Molly turned to face Alan. Sitting forward, he folded his hands in front of him. "Molly will essentially take over what I've been doing. To be honest, she's better suited to it than I am. She has the ability, background, youth, and the understanding required to make the Bulletin stand out among its competitors. We used to be one of the most read papers on the Oregon coast and we all know those numbers have dwindled. I won't say it's not my fault, because in part, it is. Maybe if I'd had the same passion for reporting as my father or grandfather, I'd have done a better job keeping us afloat. But I made a commitment to my family and the way I see it is, Molly's our best chance at me keeping my promise. While she's doing that, my goal is to up our revenue and get more businesses — especially some of the new ones, working with us. So to answer your question, her job title is ... vast. She'll do a little bit of everything and yes, that includes assigning stories."

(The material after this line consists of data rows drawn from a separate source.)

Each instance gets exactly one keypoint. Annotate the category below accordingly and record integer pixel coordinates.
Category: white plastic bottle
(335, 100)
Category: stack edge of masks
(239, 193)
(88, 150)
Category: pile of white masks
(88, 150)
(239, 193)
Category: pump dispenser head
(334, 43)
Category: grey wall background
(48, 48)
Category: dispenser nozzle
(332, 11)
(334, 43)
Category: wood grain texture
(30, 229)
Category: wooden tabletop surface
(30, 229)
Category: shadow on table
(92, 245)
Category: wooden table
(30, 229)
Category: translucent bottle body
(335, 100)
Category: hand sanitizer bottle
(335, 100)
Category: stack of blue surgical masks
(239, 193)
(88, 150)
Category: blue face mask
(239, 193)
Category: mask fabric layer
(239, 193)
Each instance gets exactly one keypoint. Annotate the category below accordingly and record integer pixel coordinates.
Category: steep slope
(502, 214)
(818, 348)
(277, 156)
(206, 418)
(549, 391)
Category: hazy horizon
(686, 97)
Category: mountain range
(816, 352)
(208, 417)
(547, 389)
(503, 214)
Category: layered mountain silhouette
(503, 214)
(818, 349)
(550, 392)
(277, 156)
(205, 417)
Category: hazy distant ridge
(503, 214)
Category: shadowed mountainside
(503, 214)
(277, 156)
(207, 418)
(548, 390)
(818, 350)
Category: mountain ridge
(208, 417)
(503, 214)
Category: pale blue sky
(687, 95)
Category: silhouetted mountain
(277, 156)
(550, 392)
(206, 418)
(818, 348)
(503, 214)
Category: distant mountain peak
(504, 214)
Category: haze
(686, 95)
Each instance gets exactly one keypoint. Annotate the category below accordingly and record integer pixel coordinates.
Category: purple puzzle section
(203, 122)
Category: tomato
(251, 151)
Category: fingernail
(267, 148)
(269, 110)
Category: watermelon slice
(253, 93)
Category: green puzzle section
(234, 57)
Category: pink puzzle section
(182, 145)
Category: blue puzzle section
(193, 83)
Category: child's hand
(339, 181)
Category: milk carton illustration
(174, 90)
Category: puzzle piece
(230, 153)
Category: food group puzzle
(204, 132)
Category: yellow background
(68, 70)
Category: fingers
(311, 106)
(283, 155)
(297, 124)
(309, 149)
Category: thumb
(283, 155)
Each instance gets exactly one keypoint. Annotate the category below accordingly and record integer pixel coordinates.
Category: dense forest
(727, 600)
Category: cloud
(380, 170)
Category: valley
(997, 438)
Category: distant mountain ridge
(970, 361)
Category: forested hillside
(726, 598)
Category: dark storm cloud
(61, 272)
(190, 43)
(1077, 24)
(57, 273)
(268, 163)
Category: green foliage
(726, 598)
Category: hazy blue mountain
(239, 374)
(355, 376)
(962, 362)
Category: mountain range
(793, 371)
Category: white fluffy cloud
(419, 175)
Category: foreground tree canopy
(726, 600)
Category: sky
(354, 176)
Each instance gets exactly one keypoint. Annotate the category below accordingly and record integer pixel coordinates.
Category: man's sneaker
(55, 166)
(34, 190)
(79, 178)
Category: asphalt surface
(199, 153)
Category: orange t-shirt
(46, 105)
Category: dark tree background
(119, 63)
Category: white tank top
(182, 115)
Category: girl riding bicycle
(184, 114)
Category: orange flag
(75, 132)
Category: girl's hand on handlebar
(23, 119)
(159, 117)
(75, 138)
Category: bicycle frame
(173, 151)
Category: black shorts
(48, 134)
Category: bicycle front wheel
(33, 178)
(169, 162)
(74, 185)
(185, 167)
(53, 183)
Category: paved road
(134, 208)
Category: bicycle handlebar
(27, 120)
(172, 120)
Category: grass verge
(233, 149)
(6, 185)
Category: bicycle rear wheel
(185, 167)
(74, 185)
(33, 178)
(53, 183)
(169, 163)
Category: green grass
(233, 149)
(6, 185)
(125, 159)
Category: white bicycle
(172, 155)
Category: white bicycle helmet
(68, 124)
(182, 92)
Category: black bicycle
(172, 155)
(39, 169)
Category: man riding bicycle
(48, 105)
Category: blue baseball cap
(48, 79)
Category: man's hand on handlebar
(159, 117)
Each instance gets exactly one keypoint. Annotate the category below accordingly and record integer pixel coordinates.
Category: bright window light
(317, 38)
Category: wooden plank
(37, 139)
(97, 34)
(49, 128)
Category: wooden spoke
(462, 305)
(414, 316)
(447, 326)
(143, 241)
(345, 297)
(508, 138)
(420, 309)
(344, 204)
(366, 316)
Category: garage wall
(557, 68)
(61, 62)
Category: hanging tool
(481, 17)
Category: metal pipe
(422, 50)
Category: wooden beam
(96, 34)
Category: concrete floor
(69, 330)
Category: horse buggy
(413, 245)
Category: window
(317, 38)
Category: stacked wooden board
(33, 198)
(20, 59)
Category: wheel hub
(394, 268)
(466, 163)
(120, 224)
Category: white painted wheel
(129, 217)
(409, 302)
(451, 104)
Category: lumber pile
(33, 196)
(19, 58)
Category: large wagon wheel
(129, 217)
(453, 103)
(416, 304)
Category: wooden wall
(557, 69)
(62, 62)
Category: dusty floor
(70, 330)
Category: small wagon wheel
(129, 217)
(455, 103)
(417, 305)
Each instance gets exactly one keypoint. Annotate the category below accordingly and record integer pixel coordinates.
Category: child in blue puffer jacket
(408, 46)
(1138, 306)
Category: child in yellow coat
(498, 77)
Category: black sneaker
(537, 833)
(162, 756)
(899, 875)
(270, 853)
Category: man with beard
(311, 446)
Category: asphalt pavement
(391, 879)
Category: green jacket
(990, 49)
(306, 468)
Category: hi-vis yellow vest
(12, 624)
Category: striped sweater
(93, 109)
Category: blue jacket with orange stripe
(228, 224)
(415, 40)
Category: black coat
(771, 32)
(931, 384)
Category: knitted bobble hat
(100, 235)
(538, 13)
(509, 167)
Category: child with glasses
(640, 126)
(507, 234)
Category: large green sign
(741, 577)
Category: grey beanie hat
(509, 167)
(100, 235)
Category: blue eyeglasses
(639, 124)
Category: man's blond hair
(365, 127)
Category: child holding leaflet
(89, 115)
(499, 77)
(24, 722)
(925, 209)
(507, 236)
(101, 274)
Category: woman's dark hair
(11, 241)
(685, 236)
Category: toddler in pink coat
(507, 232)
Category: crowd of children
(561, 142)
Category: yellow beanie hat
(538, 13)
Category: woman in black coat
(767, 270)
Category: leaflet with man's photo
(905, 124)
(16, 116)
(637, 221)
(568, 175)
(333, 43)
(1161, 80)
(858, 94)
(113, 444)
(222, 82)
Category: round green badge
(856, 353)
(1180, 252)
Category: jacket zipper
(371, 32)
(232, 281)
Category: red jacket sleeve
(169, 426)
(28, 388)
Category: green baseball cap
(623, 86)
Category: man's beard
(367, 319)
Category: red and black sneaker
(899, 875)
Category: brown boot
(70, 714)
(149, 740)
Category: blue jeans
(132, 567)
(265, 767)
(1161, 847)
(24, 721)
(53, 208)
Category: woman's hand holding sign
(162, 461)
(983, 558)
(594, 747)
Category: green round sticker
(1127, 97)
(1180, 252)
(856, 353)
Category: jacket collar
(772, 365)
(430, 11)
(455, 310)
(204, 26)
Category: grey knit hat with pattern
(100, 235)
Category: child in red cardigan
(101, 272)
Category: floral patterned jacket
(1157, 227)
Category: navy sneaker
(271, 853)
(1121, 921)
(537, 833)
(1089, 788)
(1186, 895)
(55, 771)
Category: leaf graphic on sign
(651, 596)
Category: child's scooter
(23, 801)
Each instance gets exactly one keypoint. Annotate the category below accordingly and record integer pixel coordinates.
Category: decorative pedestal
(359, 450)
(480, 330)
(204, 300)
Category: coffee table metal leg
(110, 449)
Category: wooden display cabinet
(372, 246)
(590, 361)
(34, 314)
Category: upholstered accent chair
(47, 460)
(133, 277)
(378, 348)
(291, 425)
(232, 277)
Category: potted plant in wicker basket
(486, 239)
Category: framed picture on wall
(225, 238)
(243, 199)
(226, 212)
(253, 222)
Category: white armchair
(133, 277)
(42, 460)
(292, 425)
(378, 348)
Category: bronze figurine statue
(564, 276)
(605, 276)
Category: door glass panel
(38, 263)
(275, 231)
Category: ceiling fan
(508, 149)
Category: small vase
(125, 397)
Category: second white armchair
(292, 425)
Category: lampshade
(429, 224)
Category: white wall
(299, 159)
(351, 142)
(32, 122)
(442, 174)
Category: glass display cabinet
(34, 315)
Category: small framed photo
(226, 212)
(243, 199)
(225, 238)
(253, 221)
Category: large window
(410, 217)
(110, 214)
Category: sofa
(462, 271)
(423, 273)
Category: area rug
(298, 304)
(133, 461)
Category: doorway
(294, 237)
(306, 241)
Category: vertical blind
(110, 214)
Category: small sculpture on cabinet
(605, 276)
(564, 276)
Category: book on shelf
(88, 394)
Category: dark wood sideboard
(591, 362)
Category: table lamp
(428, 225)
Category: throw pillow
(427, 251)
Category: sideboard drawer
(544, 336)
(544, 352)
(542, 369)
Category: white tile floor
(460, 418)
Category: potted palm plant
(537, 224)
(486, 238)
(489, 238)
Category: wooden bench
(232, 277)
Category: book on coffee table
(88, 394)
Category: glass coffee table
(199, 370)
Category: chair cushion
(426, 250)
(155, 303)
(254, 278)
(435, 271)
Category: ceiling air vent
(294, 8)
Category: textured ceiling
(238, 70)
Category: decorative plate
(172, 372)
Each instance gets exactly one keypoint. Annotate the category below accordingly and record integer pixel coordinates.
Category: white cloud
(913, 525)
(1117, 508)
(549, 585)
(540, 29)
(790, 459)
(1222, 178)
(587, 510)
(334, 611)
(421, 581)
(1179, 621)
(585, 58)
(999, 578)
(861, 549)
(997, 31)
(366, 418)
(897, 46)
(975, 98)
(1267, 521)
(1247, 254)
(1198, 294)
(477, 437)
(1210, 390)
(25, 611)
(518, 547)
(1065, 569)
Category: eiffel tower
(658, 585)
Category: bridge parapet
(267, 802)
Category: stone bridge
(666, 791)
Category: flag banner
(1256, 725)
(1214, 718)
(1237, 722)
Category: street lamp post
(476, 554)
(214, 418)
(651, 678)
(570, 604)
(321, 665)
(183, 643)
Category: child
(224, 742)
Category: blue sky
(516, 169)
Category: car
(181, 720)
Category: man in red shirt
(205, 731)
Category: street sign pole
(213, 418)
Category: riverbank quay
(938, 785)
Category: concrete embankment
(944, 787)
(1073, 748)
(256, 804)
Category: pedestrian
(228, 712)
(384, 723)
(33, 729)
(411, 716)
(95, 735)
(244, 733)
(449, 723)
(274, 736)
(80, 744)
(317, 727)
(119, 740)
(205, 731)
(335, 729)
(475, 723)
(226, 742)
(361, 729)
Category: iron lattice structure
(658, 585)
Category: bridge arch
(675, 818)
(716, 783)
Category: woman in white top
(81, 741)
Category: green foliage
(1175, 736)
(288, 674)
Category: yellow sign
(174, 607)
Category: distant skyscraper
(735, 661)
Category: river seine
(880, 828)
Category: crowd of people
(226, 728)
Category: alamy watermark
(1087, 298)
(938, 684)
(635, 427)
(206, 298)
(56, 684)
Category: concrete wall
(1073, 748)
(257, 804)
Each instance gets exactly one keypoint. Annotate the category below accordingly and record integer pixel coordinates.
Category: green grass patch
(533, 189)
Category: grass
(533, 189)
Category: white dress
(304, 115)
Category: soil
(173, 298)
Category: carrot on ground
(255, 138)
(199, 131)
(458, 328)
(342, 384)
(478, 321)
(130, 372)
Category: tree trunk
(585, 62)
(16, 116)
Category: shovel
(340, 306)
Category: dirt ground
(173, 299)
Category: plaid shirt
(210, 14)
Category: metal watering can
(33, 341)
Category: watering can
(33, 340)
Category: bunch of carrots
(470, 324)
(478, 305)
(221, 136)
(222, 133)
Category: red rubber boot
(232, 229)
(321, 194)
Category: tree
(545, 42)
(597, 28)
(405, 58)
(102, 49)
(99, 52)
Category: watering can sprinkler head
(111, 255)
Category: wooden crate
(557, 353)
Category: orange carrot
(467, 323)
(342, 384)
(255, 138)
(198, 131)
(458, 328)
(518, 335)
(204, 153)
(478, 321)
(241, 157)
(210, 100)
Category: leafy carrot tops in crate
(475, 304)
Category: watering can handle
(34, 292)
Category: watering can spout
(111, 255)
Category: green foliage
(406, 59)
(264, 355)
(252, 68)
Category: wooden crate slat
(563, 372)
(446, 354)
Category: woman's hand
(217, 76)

When she'd contacted Alan about the job, they'd had a long conversation about the newspaper's history, as well as his family's, in the town. He'd followed his path, as his father had expected him to, but in today's market, he wasn't giving the public anything they couldn't easily live without. From what she'd seen, the Bulletin posted articles that barely passed as puff pieces: What was on sale at the market, what the local kids had been up to in their free time, and an up-to-date account of city hall's agenda. Hardly captivating stuff.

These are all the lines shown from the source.